Despite all of the positive attributes of Surry County — the top-flight schools, the abundance of outdoor activities, two award-winning hospitals, and a long line of other attributes he listed — he said what makes it one of the best communities in the United States “is the people.”

“I know firsthand what a great community you have here in Surry County,” he said. “I know the quality and goodness of the people we have here in Surry County.”

Hamlin, in her remarks, thanked the chamber for “the opportunity to serve.” She said she considered it an honor to have been the chamber’s president over the past year, an “opportunity to be part of an elite group of leaders.”

Lenise Lynch, who officially took over as board chair Thursday evening, said she is excited for the opportunity to work with so many other leaders and business people in leading the chamber over the coming twelve months.
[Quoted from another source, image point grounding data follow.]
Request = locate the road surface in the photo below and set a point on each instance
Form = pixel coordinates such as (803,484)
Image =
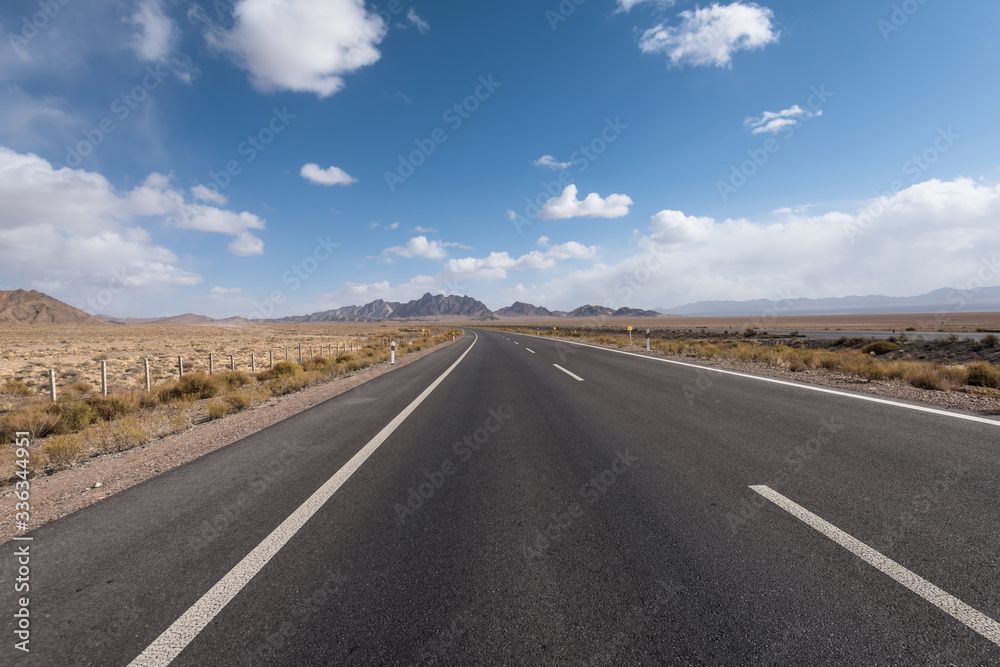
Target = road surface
(525,501)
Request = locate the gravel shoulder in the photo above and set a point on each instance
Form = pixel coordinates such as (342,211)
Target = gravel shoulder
(55,496)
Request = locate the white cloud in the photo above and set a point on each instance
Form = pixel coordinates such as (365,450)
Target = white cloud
(301,45)
(420,247)
(930,235)
(70,233)
(567,205)
(204,193)
(496,265)
(551,163)
(157,33)
(775,121)
(709,36)
(329,176)
(423,26)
Lynch emphasized several times during her address how critical it is for all to work together as a cohesive unit.

“We are all part of a larger cause,” she said, before repeating the phrase “Teamwork makes the dream work,” which became an oft-repeated refrain during the evening. “Alone we can do little,” she said, before adding that working together the chamber — or any other organization — can do much.

With that, she led her new team — the new and returning members of the chamber’s board of directors — into taking the oath of office and getting ready to launch into the new business year.